Por Carmo Rodeia
A Rússia acaba de ser sujeita a uma multa de 150 mil euros e a uma desqualificação anunciada, que acabou por ser suspensa até ao final do Campeonato Europeu de Futebol, caso não haja reincidência dos comportamentos inqualificáveis de alguns dos seus adeptos que se envolveram em confrontos com os não menos pacíficos ingleses, no final do encontro de sábado, que se saldou num empate a uma bola e muitos feridos (mais de 30).
A pena foi ligeira se atendermos não só aos acontecimentos em si mas também às declarações públicas de alguns dos dirigentes russos que, uma vez mais, perderam uma boa oportunidade para se reconciliarem com os europeus. Sobretudo se atendermos ao facto do Campeonato do Mundo de Futebol estar agendado para a Rússia daqui a dois anos.
Mas não.
Igor Lebedev, vice-presidente da Câmara Baixa do Parlamento da Rússia, felicitou os hooligans russos envolvidos nos confrontos de sábado na cidade de Marselha.

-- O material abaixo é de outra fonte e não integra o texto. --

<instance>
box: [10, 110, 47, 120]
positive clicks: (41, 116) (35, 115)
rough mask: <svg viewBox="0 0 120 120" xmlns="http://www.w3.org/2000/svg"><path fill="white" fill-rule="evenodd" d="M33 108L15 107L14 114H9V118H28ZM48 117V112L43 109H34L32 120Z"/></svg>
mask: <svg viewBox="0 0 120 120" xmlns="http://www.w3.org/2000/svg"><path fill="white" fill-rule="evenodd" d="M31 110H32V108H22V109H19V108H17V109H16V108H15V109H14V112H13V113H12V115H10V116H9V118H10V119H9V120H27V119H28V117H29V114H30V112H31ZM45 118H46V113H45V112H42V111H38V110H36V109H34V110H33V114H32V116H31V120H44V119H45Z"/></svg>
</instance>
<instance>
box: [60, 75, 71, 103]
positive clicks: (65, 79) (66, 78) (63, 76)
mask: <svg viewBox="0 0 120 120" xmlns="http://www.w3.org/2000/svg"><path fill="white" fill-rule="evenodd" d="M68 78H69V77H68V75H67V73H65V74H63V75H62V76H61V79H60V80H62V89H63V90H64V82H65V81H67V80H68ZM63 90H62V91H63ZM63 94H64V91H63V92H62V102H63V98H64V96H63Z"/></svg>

“Não vejo nada de condenável nas lutas entre adeptos. Pelo contrário, dou os parabéns aos nossos rapazes! Continuem! Não percebo como é que existem políticos e dirigentes a condenar os nossos adeptos. Temos de os proteger e compreendê-los”, escreveu na sua conta do Twitter.
Este senhor é vice-chefe do Partido Liberal-Democrático da Rússia, força política ultra-nacionalista. Frequentemente aparece na televisão a ameaçar fazer desaparecer os Estados Unidos, invadir a Europa ou prometer atacar os imigrantes e minorias nacionais e sexuais.
Lebedev é membro do Conselho Executivo da União de Futebol da Rússia, organização equivalente à Liga Portuguesa de Futebol e, portanto, está envolvido na organização do Campeonato do Mundo de 2018.
O mundo do futebol é alimentado e muitas vezes construído com base neste fanatismo cego, que ganha cada vez mais importância fora do campo, seja pelos negócios de bastidores seja pela forma como tudo se passa para além das quatro linhas.
O futebol, enquanto espectáculo, pode ser fantástico. Tem protagonistas de valor incalculável, exemplos de trabalho, de superação, de dedicação, de humanismo e de talento. É uma ciência de estratégia, tática, liderança e gestão de pessoas. Mas também é um dos sectores mais difíceis, porque vive essencialmente da paixão cluâbística, da emoção dos adeptos e da irracionalidade que que lhes estão associadas.
A irracionalidade de muitos adeptos é ultrapassada regularmente pelo resto das pessoas, das quais se esperaria bom senso, ponderação e um sentido de responsabilidade compatível com a missão de cada um. Falo dos dirigentes de clubes e de organizações de futebol, treinadores, classe política e instituições e, claro, dos media que não se coíbem de dar palpites que ainda insuflam mais o ambiente.
Os media são particularmente relevantes pela capacidade que têm para ampliar comportamentos e atitudes, e porque é através deles que, bem ou mal, se transmitem valores colectivos a uma sociedade.
O futebol é “um passo muito importante porque o desporto é uma ferramenta para a educação. O desporto ensina-nos a sermos solidários e a trabalharmos em equipa”, disse o Papa Francisco depois da assinatura do acordo entre a Conmebol (Confederação Sul-americana de futebol) e a Scholas Ocurrentes.
“O futebol é bom e saudável, e seu espírito de equipa é um bom exemplo para as crianças”, precisou o Papa.
Mas este desporto já não existe. O que existe é uma realidade que presta um mau serviço ao futebol, servindo-se dele para outros fins que já não são desportivos há muito tempo. E é pena…
Tirando isso, que se façam bons jogos dentro do campo em França. Que ganhem os melhores. E já agora, que os melhores sejamos nós.